Bericht der Schwäbischen Zeitung Sigmaringen
„Totschlagen ist keine Lösung,
gehört aber leider dazu“
Von unserer Redakteurin Jennifer Kuhlmann
„Ich bin wirklich freudig erregt, dass ich hier zu Gast sein darf“, begann Karl-Heinz Lather. Von 1998 bis 2001 hatte er das Kommando über die zehnte Panzerdivision inne. „Es war die schönste Zeit in meiner Karriere, hier Kommandeur gewesen zu sein.“ Auf Einladung von Generalmajor Erhard Bühler und Oberstleutnant d.

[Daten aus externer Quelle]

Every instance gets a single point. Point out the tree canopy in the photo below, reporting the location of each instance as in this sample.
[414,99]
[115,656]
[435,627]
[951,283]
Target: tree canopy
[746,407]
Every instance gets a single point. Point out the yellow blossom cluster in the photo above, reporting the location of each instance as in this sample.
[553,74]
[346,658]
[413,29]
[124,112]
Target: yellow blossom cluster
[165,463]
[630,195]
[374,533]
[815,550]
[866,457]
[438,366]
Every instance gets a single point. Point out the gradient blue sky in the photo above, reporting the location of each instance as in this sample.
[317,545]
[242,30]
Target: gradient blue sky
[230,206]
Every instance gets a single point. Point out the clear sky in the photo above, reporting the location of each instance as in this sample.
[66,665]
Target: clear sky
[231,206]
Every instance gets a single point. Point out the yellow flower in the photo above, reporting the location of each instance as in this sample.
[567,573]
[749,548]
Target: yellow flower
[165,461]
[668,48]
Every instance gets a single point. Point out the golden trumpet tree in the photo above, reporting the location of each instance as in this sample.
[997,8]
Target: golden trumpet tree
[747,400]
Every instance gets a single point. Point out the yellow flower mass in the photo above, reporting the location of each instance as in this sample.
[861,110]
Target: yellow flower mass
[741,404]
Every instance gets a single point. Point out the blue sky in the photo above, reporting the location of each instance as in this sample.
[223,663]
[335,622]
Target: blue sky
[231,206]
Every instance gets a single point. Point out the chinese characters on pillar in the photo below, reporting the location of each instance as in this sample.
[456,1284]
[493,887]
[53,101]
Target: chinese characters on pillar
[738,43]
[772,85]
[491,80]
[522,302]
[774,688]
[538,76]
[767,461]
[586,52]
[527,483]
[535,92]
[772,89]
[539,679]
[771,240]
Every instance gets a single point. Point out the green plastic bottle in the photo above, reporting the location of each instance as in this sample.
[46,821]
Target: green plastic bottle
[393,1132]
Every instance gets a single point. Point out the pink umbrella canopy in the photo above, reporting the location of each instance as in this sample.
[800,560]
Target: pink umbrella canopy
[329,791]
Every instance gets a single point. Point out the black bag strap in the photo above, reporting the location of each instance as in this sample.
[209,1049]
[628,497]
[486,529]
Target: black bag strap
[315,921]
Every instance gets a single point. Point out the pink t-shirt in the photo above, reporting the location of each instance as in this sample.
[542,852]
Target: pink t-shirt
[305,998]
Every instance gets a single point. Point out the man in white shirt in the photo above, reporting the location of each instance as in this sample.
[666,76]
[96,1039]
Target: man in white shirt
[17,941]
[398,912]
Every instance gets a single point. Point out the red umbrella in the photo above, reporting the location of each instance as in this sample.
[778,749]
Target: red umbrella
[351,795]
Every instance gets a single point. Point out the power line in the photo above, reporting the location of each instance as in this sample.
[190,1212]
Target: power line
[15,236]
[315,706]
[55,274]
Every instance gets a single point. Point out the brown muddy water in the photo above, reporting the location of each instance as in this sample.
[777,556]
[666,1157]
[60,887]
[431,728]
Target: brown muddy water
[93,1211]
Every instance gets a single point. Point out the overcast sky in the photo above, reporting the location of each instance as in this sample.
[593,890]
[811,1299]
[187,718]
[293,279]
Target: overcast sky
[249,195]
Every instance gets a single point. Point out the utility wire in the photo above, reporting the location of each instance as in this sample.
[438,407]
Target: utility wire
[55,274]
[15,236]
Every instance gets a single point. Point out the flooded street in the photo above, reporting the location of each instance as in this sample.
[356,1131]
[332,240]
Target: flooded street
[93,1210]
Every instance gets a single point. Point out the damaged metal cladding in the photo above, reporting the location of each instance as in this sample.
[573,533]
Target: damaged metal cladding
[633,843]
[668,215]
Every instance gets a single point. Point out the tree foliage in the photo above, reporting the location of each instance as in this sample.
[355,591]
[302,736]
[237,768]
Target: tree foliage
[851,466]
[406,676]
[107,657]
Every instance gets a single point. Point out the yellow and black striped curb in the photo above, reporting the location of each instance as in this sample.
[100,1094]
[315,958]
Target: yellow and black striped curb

R. Bernhard Schleyer sprach der General über den Afghanistaneinsatz aus Sicht der Nato.
Dabei erläuterte er zunächst die Aufgaben der Internationalen Sicherheitsunterstützungsgruppe Isaf, die von Drogenbekämpfung und Milizenentwaffnung über eine Justizreform bis zu allgemeiner Sicherung der Regierung und Ausbildung von Polizei und Armee reichen. „Insgesamt sind 42 Nationen und 400 Nichtregierungs-Organisationen beteiligt, den Staat in Strukturen zu bringen.“ Um das Ziel der regionalen Stabilität zu erreichen, gehören laut Nato vor allem drei Bereiche zum strategischen Plan für die Zukunft: Die Sicherheit der Ausbildung von Polizei und Armee, die Entwicklung und die Regierungsführung.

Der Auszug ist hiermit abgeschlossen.